Another important bias in uncontrolled population studies of cessation methods is that smokers self‐select which method they use for quitting. West and Zhou's data confirm the findings from other studies that more dependent smokers—who have a lower probability of success in the first place—gravitate towards treatment.9 This artificially depresses success rates in the treatment group compared with the self‐selected non‐treaters. West and Zhou try to control for self‐selection by including in their models a single measure of nicotine dependence. It is unlikely, however, that this completely controls for this “indication bias”;10 the realisation by smokers that they need help to quit smoking is based on a host of additional factors that were not controlled for in these analyses such as low self‐efficacy and lack of social support.9 This suggests that the treatment effect reported by West and Zhou probably understates the actual benefit of treatment and again highlights the value of randomised trials for obtaining unbiased estimates of treatment effects.
While West and Zhou's data show that NRT is effective even when used without support or behavioural treatment in an over‐the‐counter setting, this is not the optimal use of NRT. There is ample evidence that behavioural intervention can further additively improve success rates for smokers using NRT,3,11 so the optimal approach for any smoker is to use NRT and behavioural treatment. Unfortunately, very few smokers use behavioural treatments,6,12 even though behavioural support is increasingly available free of charge through convenient channels such as telephone quitlines13 and internet programs.11 All smokers should be encouraged to get behavioural treatment.

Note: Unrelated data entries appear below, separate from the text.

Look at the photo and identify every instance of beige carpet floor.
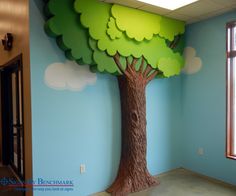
[93,168,236,196]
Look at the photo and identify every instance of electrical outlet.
[80,164,86,174]
[197,148,204,156]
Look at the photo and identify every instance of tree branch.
[113,52,127,75]
[138,56,145,73]
[146,70,159,83]
[169,35,181,49]
[131,57,138,70]
[143,64,153,77]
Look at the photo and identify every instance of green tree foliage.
[45,0,184,77]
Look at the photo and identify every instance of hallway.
[0,166,24,196]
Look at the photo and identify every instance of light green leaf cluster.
[111,5,162,42]
[107,17,122,39]
[45,0,184,77]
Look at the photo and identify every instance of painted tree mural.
[45,0,184,195]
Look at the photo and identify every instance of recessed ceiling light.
[137,0,198,10]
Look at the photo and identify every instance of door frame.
[0,54,33,193]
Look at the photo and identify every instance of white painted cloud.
[44,61,97,91]
[182,47,202,74]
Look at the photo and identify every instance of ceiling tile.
[198,7,236,20]
[139,4,171,15]
[175,0,224,17]
[186,18,203,24]
[104,0,143,8]
[211,0,236,7]
[166,12,191,21]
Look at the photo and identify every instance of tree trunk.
[107,72,159,196]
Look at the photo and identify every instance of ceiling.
[100,0,236,24]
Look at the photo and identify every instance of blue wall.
[30,0,181,196]
[182,11,236,184]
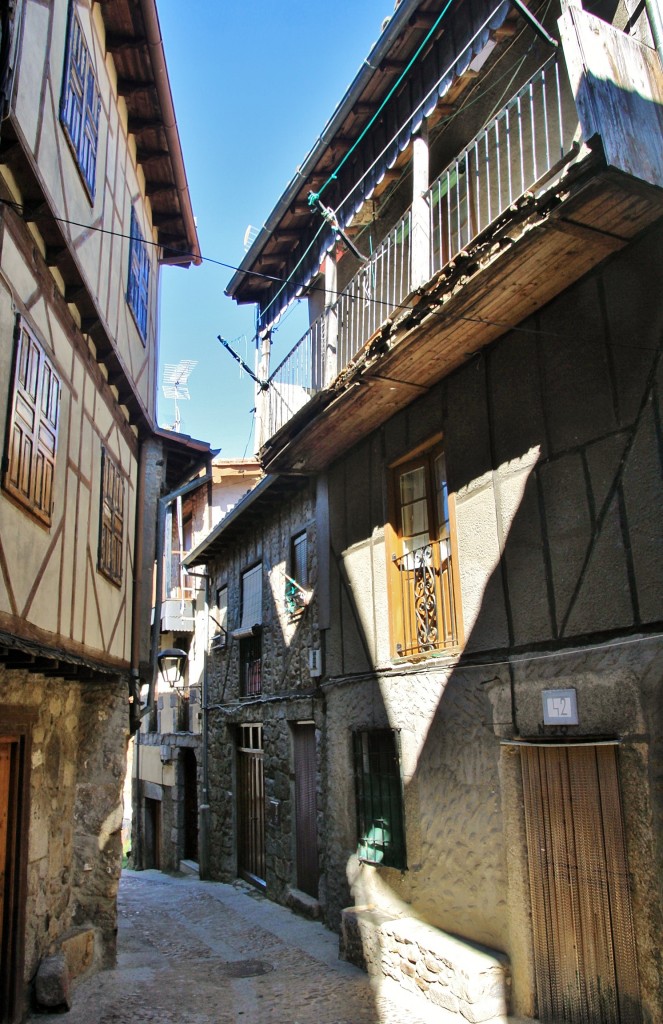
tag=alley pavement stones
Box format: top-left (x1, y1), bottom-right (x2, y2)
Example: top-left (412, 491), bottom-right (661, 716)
top-left (30, 871), bottom-right (456, 1024)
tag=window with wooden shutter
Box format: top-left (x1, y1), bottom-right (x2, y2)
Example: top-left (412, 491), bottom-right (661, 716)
top-left (59, 5), bottom-right (101, 199)
top-left (353, 729), bottom-right (407, 869)
top-left (3, 319), bottom-right (61, 524)
top-left (387, 444), bottom-right (461, 657)
top-left (127, 207), bottom-right (150, 343)
top-left (97, 449), bottom-right (124, 583)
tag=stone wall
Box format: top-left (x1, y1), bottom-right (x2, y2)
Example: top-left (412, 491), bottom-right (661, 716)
top-left (204, 485), bottom-right (325, 903)
top-left (323, 229), bottom-right (663, 1020)
top-left (0, 669), bottom-right (128, 999)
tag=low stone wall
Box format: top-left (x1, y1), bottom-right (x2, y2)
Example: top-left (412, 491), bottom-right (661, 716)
top-left (340, 906), bottom-right (510, 1024)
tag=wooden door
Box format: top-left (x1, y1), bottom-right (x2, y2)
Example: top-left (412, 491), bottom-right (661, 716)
top-left (0, 735), bottom-right (25, 1022)
top-left (237, 725), bottom-right (265, 888)
top-left (292, 725), bottom-right (318, 899)
top-left (522, 744), bottom-right (641, 1024)
top-left (182, 746), bottom-right (198, 861)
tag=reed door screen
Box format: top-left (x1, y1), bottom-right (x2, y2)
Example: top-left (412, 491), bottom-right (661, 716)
top-left (237, 725), bottom-right (265, 888)
top-left (522, 744), bottom-right (641, 1024)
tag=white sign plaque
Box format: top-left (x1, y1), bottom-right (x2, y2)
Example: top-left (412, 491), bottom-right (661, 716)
top-left (542, 690), bottom-right (578, 725)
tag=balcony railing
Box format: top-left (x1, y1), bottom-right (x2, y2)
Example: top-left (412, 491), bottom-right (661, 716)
top-left (265, 57), bottom-right (578, 436)
top-left (392, 540), bottom-right (458, 657)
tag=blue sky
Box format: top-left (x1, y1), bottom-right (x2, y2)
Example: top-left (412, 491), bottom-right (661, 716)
top-left (159, 0), bottom-right (393, 458)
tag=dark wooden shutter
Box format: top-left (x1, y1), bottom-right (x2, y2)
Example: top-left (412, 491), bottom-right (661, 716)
top-left (522, 744), bottom-right (641, 1024)
top-left (4, 322), bottom-right (61, 523)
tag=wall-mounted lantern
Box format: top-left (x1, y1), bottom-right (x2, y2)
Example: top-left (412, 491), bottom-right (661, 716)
top-left (157, 647), bottom-right (189, 690)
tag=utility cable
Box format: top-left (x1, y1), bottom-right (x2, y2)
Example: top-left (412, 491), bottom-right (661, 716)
top-left (308, 0), bottom-right (453, 206)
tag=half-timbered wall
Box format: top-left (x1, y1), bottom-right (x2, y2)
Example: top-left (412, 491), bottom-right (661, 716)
top-left (0, 211), bottom-right (137, 667)
top-left (325, 222), bottom-right (663, 1020)
top-left (12, 0), bottom-right (158, 416)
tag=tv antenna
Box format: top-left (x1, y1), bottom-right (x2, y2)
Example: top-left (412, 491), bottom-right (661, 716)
top-left (162, 359), bottom-right (198, 433)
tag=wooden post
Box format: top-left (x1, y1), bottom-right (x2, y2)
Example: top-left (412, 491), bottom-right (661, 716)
top-left (411, 121), bottom-right (430, 288)
top-left (253, 331), bottom-right (272, 452)
top-left (323, 249), bottom-right (338, 387)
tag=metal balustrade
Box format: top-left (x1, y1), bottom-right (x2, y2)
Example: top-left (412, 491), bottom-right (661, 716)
top-left (392, 540), bottom-right (458, 656)
top-left (266, 57), bottom-right (578, 436)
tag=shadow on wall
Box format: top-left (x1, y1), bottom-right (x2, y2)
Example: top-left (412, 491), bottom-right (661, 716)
top-left (328, 231), bottom-right (663, 1021)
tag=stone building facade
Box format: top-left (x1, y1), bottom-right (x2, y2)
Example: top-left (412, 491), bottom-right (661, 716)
top-left (0, 0), bottom-right (204, 1024)
top-left (221, 0), bottom-right (663, 1024)
top-left (187, 477), bottom-right (326, 914)
top-left (129, 455), bottom-right (261, 878)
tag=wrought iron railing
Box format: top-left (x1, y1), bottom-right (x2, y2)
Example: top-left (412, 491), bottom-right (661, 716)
top-left (392, 540), bottom-right (458, 657)
top-left (265, 57), bottom-right (577, 436)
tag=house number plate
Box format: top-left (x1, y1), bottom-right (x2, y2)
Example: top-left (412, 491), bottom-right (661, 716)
top-left (542, 690), bottom-right (578, 725)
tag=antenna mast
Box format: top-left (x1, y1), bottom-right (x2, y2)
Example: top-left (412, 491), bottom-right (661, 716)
top-left (162, 359), bottom-right (198, 433)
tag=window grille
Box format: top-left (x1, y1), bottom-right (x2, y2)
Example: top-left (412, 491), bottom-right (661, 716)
top-left (389, 445), bottom-right (460, 657)
top-left (353, 729), bottom-right (407, 869)
top-left (97, 449), bottom-right (124, 583)
top-left (59, 4), bottom-right (101, 200)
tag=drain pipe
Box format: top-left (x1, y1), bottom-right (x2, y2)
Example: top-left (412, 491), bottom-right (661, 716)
top-left (645, 0), bottom-right (663, 65)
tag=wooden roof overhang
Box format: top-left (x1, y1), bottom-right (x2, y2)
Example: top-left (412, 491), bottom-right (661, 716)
top-left (225, 0), bottom-right (524, 319)
top-left (0, 0), bottom-right (201, 430)
top-left (260, 154), bottom-right (663, 473)
top-left (0, 622), bottom-right (129, 682)
top-left (154, 427), bottom-right (217, 492)
top-left (182, 475), bottom-right (305, 568)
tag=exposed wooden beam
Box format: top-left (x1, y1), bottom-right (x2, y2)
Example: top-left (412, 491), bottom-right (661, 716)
top-left (118, 78), bottom-right (155, 96)
top-left (127, 114), bottom-right (164, 135)
top-left (106, 33), bottom-right (148, 53)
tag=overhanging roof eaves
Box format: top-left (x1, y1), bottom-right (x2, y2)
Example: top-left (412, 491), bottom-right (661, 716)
top-left (100, 0), bottom-right (202, 266)
top-left (153, 427), bottom-right (218, 490)
top-left (182, 473), bottom-right (305, 568)
top-left (225, 0), bottom-right (421, 302)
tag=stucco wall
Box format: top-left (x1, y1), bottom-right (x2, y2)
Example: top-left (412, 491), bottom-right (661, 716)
top-left (324, 220), bottom-right (663, 1020)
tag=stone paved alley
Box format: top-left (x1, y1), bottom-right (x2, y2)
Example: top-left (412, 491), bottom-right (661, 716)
top-left (30, 871), bottom-right (467, 1024)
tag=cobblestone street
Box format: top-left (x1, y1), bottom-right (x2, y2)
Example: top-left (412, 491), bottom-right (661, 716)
top-left (30, 871), bottom-right (456, 1024)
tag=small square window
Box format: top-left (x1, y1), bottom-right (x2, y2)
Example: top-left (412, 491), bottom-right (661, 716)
top-left (59, 4), bottom-right (101, 200)
top-left (127, 207), bottom-right (150, 343)
top-left (286, 529), bottom-right (308, 615)
top-left (97, 449), bottom-right (124, 584)
top-left (353, 729), bottom-right (407, 869)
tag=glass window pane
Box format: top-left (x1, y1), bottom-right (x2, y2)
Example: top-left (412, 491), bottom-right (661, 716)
top-left (241, 563), bottom-right (262, 629)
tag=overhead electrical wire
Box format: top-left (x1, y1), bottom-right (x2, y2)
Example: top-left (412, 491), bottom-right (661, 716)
top-left (5, 192), bottom-right (655, 381)
top-left (308, 0), bottom-right (453, 206)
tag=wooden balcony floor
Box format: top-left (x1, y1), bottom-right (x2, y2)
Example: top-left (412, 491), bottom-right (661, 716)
top-left (261, 155), bottom-right (663, 473)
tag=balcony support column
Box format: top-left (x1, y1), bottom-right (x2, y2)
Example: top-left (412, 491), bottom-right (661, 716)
top-left (323, 249), bottom-right (338, 387)
top-left (411, 121), bottom-right (430, 289)
top-left (253, 331), bottom-right (274, 452)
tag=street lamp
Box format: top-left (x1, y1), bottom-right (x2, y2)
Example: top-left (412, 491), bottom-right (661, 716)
top-left (157, 647), bottom-right (189, 690)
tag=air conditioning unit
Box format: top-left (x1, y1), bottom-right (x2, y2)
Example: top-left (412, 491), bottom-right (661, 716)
top-left (209, 630), bottom-right (227, 650)
top-left (308, 648), bottom-right (323, 679)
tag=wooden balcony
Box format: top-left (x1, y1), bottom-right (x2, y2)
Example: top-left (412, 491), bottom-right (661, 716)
top-left (261, 9), bottom-right (663, 473)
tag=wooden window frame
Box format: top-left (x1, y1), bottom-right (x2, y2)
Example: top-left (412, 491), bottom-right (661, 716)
top-left (96, 447), bottom-right (125, 586)
top-left (2, 316), bottom-right (63, 526)
top-left (385, 435), bottom-right (464, 660)
top-left (127, 206), bottom-right (150, 345)
top-left (353, 729), bottom-right (408, 871)
top-left (285, 529), bottom-right (308, 617)
top-left (59, 3), bottom-right (101, 202)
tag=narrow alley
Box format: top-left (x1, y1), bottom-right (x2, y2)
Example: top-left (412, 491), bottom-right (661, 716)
top-left (30, 870), bottom-right (456, 1024)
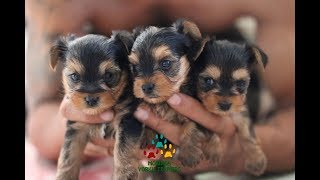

The way NRT itself is used is also often not optimal. Smokers who use NRT too often fail to follow the prescribed regimen: they use too little medication14 and use it for too short a time,15 both of which reduce the effectiveness of the medication.16,17 One reason smokers under‐dose is that too many of them mistakenly believe that nicotine medications are unsafe—in fact, many believe NRT is as dangerous as cigarettes.18 We need to do more to educate smokers and to encourage them to use the dose and duration recommended on the label. But the biggest source of NRT “under‐dosing” is those smokers who don't use NRT at all. West and Zhou report that about two‐thirds of their sample did not use NRT or other treatment in their attempts to quit, which is consistent with recent US data on NRT use.6 Those two‐thirds fail to take advantage of an accessible, safe and effective treatment that, even when used as an over‐the‐counter product, can double their odds of quitting smoking and possibly save their lives.
Dr Shiffman serves as a consultant to GlaxoSmithKline Consumer Healthcare (GSKCH) on an exclusive basis regarding matters relating to smoking cessation, and also has a financial interest in a venture to develop a new nicotine replacement medication.